Des grands artistes étrangers, par exemple Beyoncé et Jay-Z, accompagnant leurs chansons avec de belles notes musicales, ont divulgué leurs sympathies et condoléances à l'égard du peuple souffrant et endolori. D'autres comme Shaggy, Sean Paul, Bélo, et Sean Kingston ont composé de concert à l’instigation de la Digicel. « We are the world » ce tube composé par feu Michael Jackson, est réinterprété par  de grands artistes américains sous l’impulsion du célèbre producteur Quincy Jones et du chanteur Lionel Richie. Parmi eux, Tony Bennett, Janet Jackson, Mary.J.Blige, Miley Cyrus, Usher, T-Pain, Jamie Fox, Wyclef Jean, Adam Levine, Nathalie Cole, Snoop Dogg, Kanye West. Des artistes haïtiens conséquents et conscients ont, eux aussi, fait passer leurs voix à la mémoire des touchés, des disparus. Parmi ces artistes, on peut citer Tjo Zenny (du groupe musical Kreyòl La) et T-Ansyto qui ont cosigné « Ayiti leve », un morceau à travers lequel ils dépeignent la tragédie écoeurante du peuple haïtien. Il y a également « Down », un texte taillé en anglais de la romancière Edwidge Danticat. Emeline Michel a sû, une fois de plus, enjoliver un texte de sa voix mélodieuse. Idem pour les groupes musicaux. La musique donne, de ce fait, l'aspect de ce terrain oú s'entrecroisent peine et espoir, douleur et soulagement. Elle se révèle, en particulier, ces cris d'orfraie sortis du plus profond de nos âmes. Par ailleurs, elle donne voix à cette volonté de l'être humain de survivre.
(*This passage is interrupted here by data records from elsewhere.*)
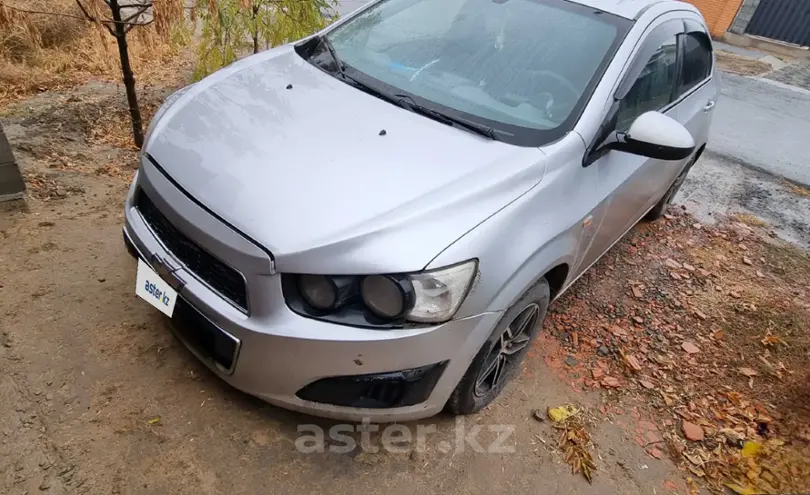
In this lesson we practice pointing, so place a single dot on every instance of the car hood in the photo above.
(328, 178)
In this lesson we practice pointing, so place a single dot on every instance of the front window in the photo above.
(524, 68)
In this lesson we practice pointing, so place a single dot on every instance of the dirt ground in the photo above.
(97, 396)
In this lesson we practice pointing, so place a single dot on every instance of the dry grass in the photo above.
(751, 220)
(41, 52)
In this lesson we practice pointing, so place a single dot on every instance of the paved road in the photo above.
(763, 125)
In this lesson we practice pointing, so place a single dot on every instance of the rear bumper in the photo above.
(281, 353)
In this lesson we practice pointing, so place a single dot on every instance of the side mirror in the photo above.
(657, 136)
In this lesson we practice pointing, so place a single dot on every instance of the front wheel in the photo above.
(660, 207)
(501, 355)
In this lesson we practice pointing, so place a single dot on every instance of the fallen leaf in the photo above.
(632, 362)
(610, 382)
(561, 413)
(751, 449)
(741, 490)
(697, 471)
(692, 431)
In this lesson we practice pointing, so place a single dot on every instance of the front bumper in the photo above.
(281, 353)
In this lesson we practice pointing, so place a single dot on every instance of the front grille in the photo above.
(219, 276)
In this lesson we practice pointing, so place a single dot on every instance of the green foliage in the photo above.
(234, 28)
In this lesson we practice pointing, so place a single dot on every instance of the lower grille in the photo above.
(219, 276)
(205, 337)
(376, 391)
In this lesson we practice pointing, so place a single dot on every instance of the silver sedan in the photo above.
(372, 222)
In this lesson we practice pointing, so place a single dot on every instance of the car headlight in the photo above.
(432, 296)
(169, 101)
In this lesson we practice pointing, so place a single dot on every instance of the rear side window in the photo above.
(697, 61)
(653, 88)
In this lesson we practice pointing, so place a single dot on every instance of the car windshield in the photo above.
(521, 67)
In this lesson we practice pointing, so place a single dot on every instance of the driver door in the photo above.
(631, 184)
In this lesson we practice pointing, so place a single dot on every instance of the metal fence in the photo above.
(783, 20)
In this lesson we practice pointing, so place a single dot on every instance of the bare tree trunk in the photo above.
(255, 29)
(129, 79)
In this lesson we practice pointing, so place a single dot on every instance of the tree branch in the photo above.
(129, 27)
(137, 14)
(87, 15)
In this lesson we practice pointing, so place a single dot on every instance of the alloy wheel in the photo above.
(505, 352)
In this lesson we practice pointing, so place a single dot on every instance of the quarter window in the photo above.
(697, 61)
(653, 88)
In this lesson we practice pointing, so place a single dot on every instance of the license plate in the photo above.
(154, 290)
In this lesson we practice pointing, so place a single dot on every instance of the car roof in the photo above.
(630, 9)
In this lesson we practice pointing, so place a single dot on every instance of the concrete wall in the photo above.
(11, 183)
(719, 14)
(744, 16)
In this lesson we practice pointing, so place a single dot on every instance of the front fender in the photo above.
(525, 240)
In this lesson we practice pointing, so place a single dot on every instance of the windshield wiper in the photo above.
(406, 101)
(331, 49)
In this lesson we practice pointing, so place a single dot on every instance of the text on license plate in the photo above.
(154, 290)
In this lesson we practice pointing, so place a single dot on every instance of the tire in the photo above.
(477, 389)
(661, 207)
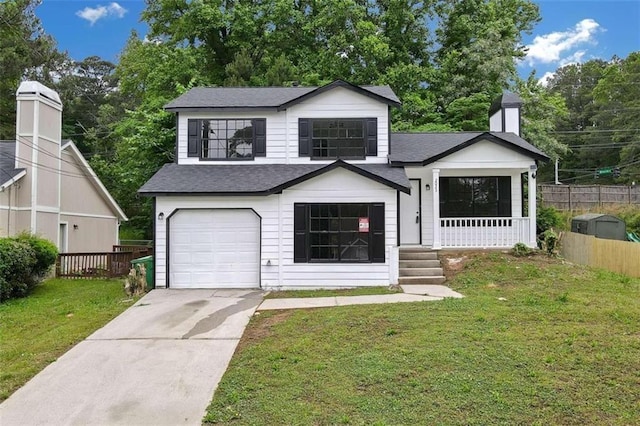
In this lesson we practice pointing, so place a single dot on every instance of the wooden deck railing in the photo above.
(95, 265)
(139, 249)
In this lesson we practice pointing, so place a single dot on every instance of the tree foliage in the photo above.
(445, 59)
(604, 108)
(25, 50)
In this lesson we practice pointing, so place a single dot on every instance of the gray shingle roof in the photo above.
(8, 161)
(258, 179)
(264, 97)
(425, 148)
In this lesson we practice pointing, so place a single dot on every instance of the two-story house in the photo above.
(292, 187)
(46, 185)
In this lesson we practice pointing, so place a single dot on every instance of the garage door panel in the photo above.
(215, 248)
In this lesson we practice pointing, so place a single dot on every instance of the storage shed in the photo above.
(600, 225)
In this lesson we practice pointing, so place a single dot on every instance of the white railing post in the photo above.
(437, 243)
(532, 207)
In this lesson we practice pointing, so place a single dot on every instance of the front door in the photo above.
(410, 218)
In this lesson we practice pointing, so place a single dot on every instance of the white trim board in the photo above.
(99, 216)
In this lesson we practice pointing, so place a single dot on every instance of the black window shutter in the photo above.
(372, 136)
(300, 233)
(304, 139)
(377, 232)
(260, 137)
(504, 196)
(193, 148)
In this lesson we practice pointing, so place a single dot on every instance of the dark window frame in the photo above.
(322, 139)
(333, 138)
(257, 138)
(328, 227)
(462, 197)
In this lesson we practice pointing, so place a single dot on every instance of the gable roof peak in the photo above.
(237, 98)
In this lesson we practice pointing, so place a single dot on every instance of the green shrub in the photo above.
(548, 218)
(45, 251)
(521, 250)
(550, 242)
(24, 261)
(17, 262)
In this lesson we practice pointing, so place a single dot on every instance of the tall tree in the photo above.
(479, 42)
(619, 94)
(25, 50)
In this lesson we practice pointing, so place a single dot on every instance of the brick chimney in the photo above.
(504, 114)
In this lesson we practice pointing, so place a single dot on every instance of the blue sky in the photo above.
(570, 31)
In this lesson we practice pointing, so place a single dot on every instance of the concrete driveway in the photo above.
(158, 363)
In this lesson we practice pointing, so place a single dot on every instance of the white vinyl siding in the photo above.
(484, 158)
(282, 126)
(277, 268)
(339, 103)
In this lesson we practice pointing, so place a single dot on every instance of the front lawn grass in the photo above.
(36, 330)
(357, 291)
(535, 341)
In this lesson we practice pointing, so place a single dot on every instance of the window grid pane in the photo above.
(223, 139)
(475, 196)
(334, 234)
(338, 138)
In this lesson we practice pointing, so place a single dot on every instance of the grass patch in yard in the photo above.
(36, 330)
(358, 291)
(535, 341)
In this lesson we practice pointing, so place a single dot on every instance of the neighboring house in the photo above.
(307, 187)
(47, 187)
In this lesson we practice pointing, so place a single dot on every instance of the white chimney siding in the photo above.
(504, 114)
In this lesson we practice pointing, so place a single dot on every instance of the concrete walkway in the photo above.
(161, 360)
(412, 293)
(158, 363)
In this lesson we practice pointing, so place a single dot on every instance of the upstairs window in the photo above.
(333, 138)
(227, 139)
(475, 196)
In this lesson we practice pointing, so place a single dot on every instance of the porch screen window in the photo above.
(475, 196)
(339, 233)
(218, 139)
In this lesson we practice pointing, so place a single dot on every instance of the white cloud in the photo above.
(93, 14)
(544, 80)
(558, 46)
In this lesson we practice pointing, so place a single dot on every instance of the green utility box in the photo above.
(147, 261)
(600, 225)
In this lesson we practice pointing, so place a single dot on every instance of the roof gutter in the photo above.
(12, 180)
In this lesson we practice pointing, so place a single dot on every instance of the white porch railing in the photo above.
(485, 232)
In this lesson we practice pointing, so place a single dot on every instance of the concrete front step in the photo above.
(422, 280)
(408, 272)
(418, 255)
(419, 263)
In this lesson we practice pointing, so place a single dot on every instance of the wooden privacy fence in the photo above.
(576, 197)
(617, 256)
(97, 265)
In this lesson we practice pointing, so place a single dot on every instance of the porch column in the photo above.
(435, 185)
(532, 206)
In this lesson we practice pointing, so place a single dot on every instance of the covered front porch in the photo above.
(463, 208)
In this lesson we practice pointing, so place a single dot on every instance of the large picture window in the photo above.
(475, 196)
(339, 233)
(226, 139)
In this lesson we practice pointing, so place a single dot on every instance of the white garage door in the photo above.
(214, 248)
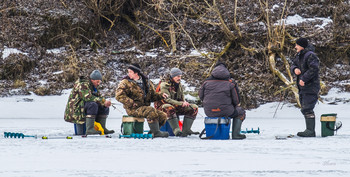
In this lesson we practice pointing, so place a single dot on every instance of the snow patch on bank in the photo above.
(8, 51)
(294, 20)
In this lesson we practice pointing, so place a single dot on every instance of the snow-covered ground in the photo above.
(258, 155)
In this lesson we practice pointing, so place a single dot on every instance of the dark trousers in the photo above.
(238, 113)
(93, 108)
(308, 102)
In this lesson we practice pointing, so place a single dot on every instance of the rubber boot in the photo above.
(174, 124)
(102, 119)
(236, 129)
(186, 127)
(90, 125)
(310, 126)
(154, 126)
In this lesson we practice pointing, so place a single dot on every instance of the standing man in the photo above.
(176, 104)
(136, 93)
(86, 105)
(306, 67)
(220, 96)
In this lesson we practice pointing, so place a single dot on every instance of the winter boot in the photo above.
(154, 126)
(186, 127)
(102, 120)
(90, 125)
(310, 126)
(236, 129)
(174, 124)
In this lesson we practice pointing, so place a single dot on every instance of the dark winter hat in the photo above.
(302, 42)
(96, 75)
(220, 63)
(175, 72)
(135, 67)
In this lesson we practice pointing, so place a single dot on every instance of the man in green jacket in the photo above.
(176, 104)
(136, 93)
(86, 105)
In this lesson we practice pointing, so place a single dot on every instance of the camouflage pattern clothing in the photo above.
(82, 93)
(172, 105)
(137, 101)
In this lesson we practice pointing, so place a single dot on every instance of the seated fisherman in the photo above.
(86, 105)
(176, 104)
(136, 93)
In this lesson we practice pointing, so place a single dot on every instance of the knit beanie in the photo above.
(96, 75)
(175, 72)
(302, 42)
(135, 67)
(220, 63)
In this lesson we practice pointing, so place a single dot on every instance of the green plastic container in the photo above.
(132, 125)
(328, 124)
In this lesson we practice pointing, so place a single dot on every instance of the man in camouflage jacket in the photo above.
(86, 105)
(136, 93)
(176, 104)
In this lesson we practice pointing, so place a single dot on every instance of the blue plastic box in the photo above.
(221, 126)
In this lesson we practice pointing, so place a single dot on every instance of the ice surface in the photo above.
(258, 155)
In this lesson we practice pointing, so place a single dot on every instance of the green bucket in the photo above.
(328, 124)
(132, 125)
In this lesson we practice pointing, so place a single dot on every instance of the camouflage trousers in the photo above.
(173, 111)
(150, 113)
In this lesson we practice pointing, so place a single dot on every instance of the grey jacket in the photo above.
(220, 95)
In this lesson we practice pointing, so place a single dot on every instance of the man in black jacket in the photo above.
(220, 96)
(306, 67)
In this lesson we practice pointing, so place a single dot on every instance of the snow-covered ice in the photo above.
(258, 155)
(295, 19)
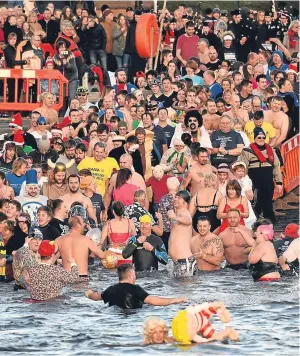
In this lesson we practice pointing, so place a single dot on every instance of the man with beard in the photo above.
(207, 247)
(32, 200)
(68, 157)
(237, 241)
(80, 153)
(211, 120)
(74, 195)
(195, 176)
(57, 184)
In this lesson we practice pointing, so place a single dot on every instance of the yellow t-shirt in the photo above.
(101, 171)
(266, 126)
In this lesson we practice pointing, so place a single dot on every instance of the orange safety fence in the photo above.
(290, 153)
(26, 78)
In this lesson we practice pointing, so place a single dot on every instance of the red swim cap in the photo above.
(46, 248)
(292, 230)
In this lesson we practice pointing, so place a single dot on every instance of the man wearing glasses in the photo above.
(263, 169)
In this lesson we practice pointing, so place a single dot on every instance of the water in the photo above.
(266, 315)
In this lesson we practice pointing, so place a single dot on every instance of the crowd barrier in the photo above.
(290, 170)
(31, 78)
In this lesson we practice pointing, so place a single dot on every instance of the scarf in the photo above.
(292, 39)
(180, 157)
(260, 156)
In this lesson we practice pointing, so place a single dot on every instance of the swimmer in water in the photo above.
(156, 331)
(263, 258)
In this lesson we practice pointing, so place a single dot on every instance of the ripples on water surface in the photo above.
(265, 314)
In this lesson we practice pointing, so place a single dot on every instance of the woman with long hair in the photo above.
(205, 202)
(173, 71)
(233, 199)
(119, 34)
(124, 190)
(117, 232)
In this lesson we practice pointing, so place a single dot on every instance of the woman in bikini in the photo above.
(206, 201)
(233, 199)
(118, 232)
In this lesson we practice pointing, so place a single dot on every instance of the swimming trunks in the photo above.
(186, 267)
(238, 266)
(261, 268)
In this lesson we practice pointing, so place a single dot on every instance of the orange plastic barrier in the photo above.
(48, 48)
(290, 151)
(31, 76)
(145, 37)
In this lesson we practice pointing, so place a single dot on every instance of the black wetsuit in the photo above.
(143, 259)
(125, 295)
(211, 214)
(261, 268)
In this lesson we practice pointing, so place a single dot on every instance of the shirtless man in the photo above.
(75, 195)
(207, 247)
(180, 251)
(136, 179)
(278, 119)
(236, 112)
(46, 109)
(237, 241)
(211, 120)
(195, 174)
(76, 245)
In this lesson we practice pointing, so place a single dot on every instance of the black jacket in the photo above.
(51, 28)
(38, 157)
(116, 153)
(97, 37)
(10, 57)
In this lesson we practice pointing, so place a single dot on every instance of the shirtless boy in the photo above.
(180, 238)
(207, 247)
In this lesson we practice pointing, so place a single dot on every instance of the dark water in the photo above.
(266, 315)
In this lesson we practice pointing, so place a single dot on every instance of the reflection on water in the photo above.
(265, 314)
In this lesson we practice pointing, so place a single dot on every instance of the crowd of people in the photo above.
(173, 165)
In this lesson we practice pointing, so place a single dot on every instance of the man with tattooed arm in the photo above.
(207, 247)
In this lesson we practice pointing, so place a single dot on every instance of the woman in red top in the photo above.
(235, 200)
(118, 232)
(124, 190)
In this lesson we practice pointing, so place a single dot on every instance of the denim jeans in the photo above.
(100, 54)
(123, 61)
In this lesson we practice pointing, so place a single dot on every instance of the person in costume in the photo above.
(57, 184)
(193, 325)
(263, 168)
(31, 200)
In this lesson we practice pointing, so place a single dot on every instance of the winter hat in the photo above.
(31, 177)
(41, 121)
(280, 54)
(49, 60)
(44, 144)
(16, 121)
(258, 131)
(46, 248)
(19, 138)
(292, 230)
(107, 12)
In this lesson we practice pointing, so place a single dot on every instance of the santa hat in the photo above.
(19, 138)
(49, 60)
(17, 121)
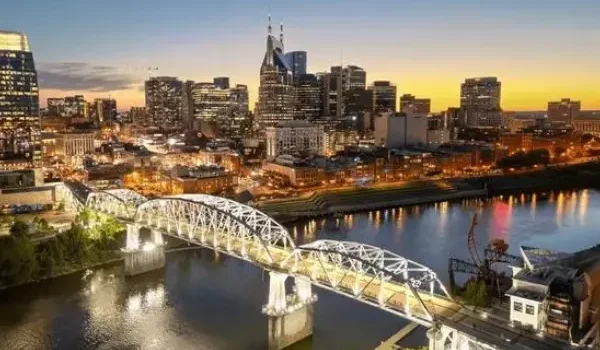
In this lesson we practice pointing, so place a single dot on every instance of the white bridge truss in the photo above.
(365, 273)
(370, 274)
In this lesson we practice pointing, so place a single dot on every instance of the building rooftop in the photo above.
(13, 41)
(525, 293)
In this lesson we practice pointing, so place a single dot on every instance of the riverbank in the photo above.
(341, 201)
(328, 202)
(105, 263)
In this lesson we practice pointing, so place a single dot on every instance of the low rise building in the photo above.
(556, 293)
(294, 137)
(399, 130)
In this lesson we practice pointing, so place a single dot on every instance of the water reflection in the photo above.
(207, 300)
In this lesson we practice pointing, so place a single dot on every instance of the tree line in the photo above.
(34, 251)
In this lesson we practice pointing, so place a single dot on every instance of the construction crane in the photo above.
(482, 268)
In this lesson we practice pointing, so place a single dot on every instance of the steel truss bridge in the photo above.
(362, 272)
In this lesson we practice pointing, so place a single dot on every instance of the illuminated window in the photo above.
(518, 307)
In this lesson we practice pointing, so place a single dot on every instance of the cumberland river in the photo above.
(207, 301)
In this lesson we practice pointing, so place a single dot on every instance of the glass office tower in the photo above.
(20, 145)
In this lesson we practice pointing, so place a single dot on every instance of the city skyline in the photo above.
(424, 50)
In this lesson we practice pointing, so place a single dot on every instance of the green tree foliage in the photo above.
(23, 260)
(476, 293)
(525, 159)
(19, 229)
(6, 220)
En dépit du fait que les morceaux musicaux, composés sur le thème de la tragédie qu'a connue le peuple, se soient mués en outils véhiculateurs de messages d'espoir et de résistance, quelques mois plus tard, la cadence a tendance à casser. Petit à petit, la population retrouve presque sa gaieté d'auparavant. Par conséquent, l'euphorie cède la place au sens du réalisme. Dix ans déjà, les morceaux audios ou vidéoclippés qui ont brandi le spectre d'une renaissance plus ou moins consciente du peuple haïtien restent de grande envergure, mais sont devenus périodiques. À en conclure qu'ils ne soient d'actualité qu'à la période allant du debut de l'année jusqu'au 12 janvier. Encore, de nos jours, des artistes, dans leurs textes chantés, rallument les projecteurs sur ces moments lugubres et sordides.